Rumusan tentang demokrasi dari beberapa pandangan diatas tentu akan menjadi guidance (petunjuk) untuk mendudukkan demokrasi dengan sebenarnya, demokrasi yang titik tekannya adalah kedaulatan rakyat, sementara kedaulatan rakyat itu ada pada partai politik sebagai wadah aspirasi, wadah perjuangan politik, dan sebagai lembaga politik yang resmi diakui dalam konstitusi negara (UUD 1945). Pijakan partai politik sebagai bentuk kedaulatan rakyat secara historis kita kenal adanya Maklumat No. X tahun 1946 yang disampaikan oleh Wakil Presiden RI Drs. Mohammad Hatta, kemudian disempurnakan di periode pemerintahan parlementer sejak Syahrir menjadi Perdana Menteri RI.
Hegemoni Partai Politik
Pemilihan Umum (PEMILU), dikenalkan pertama kalinya pada 18 April 1955 untuk memilih wakil-wakil rakyat dan anggota konstituante dengan diikuti banyak partai politik yang masing-masing mewakili ideologinya, misal menerapkan ideologi sosialisme ada PSI (Partai Sosial Indonesia), ideologi nasionalisme ada PNI, ideologi Islam ada partai Masyumi, NU, PSII, kemudian ideologi komunisme ada PKI, sedangkan ideologi kristen ada Parkindo.
Sementara di zaman Orde Baru, partai politik hanya ada 2 yakni PPP dan PDI, sebagai representasi dari golongan santri dan abangan, meski kemudian rezim Orde Baru nyaris mengkerangkeng demokrasi dengan ditandai sikap otoriter dan sentralistik. Saat itu demokrasi secara substantif terpenjara oleh hegemoni politik penguasa. Suara rakyat hampir sama sekali dibungkam dengan pemanfaatan instrumen negara (dwi fungsi ABRI), bahwasannya negara adalah aku (le état cest moi).
Kini, partai politik telah menemukan jati dirinya sebagai kepanjangan tangan rakyat (daulat rakyat) dengan fungsinya sebagai lembaga politik yang ikut dalam menyelenggarakan negara an sich, bagaimanapun bentuk penyelenggaraan negara akan selalu melewati proses dinamika partai politik untuk melahirkan pemimpin-pemimpinnya, yang akan memasuki lembaga eksekutif (pemerintah), legislatif (DPR), dan yudikatif (MA, MK). Tampak ada hegemoni partai politik dalam upaya-upaya distribusi kekuasaan.

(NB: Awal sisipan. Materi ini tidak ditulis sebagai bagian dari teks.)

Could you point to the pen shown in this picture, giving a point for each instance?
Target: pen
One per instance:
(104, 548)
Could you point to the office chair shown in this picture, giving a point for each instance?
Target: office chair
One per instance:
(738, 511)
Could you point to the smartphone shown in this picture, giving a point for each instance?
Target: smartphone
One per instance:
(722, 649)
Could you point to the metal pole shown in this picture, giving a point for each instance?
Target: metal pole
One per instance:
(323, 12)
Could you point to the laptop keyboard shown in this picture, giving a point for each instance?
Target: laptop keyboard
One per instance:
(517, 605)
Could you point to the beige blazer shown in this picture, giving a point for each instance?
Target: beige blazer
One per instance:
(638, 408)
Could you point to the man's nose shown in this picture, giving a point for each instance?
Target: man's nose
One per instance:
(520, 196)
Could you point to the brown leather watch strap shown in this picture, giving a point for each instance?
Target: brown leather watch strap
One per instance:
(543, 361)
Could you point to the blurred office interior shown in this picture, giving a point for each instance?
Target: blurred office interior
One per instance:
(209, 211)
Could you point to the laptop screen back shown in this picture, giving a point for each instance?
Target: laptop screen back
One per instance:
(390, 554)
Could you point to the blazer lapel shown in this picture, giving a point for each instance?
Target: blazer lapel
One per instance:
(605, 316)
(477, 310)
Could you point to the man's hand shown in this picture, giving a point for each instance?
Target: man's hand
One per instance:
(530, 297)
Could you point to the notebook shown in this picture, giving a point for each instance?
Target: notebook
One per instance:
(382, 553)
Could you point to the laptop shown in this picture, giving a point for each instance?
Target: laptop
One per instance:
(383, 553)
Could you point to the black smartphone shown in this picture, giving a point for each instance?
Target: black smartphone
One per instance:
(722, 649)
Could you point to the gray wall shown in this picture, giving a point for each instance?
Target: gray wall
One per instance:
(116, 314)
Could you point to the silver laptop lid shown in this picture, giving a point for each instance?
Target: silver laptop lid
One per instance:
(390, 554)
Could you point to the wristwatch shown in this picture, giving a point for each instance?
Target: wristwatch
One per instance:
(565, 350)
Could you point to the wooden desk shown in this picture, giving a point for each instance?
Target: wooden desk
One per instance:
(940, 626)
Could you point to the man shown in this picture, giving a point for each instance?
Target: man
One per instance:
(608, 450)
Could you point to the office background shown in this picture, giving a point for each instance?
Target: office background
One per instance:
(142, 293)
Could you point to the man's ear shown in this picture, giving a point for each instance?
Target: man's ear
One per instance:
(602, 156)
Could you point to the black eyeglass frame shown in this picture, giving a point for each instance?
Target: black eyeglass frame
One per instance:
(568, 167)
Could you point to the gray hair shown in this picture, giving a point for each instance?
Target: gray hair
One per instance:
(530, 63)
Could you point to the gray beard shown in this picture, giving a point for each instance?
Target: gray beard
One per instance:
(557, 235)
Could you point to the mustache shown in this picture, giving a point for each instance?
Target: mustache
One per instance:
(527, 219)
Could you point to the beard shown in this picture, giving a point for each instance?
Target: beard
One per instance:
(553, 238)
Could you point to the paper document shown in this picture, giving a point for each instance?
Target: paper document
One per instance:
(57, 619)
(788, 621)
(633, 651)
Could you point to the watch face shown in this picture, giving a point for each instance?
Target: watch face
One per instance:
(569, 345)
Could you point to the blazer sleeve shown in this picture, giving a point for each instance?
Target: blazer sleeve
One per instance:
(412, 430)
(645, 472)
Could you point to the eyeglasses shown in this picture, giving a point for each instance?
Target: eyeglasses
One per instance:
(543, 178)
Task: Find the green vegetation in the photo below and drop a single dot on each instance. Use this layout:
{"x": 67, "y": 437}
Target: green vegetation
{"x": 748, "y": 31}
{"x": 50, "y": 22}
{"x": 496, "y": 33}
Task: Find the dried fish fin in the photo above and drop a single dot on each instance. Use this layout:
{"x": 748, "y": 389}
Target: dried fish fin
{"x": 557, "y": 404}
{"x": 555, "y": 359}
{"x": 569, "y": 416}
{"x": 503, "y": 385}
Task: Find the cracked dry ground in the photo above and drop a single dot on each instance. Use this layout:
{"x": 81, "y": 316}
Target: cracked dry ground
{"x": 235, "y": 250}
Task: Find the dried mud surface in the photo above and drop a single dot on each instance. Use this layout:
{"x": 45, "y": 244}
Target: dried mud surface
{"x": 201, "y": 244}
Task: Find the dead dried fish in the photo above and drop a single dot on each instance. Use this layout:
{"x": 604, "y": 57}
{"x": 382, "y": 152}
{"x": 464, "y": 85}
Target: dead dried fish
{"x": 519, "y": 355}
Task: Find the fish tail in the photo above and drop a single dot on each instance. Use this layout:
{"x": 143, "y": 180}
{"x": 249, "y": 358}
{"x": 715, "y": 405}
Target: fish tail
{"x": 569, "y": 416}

Antonio Gramsci, seorang Marxis tulen (di tahun 1920 memimpin Partai Komunis Italy) telah mengingatkan bahwa pentingnya ide dan tidak mencukupinya kekuatan fisik belaka dalam kontrol sosial politik, agar yang dikuasai mematuhi penguasa, yang dikuasai tidak hanya harus merasa mempunyai dan menginternalisasi nilai-nilai serta norma penguasa, lebih dari itu mereka juga harus memberi persetujuan atas subordinasi mereka, dan hegemoni seharusnya mewujudkan kepemimpinan moral dan intelektual.
Dalam pada ini hegemoni yang diharapkan Gramsci adalah bagaimana mengelola kepemimpinan politis tidak dengan dominasi kekuasaan yang ditopang oleh kekuatan fisik, tapi titik tekan hegemoni partai politik adalah dengan ide, gagasan dan tindakannya itu yang berbasis ideologis tentu mengarah sebagai instrumen revolusioner dalam mewujudkan negara demokratis yang kuat, dengan tujuan keadilan dan kesejahteraan rakyat ( yang berdaulat).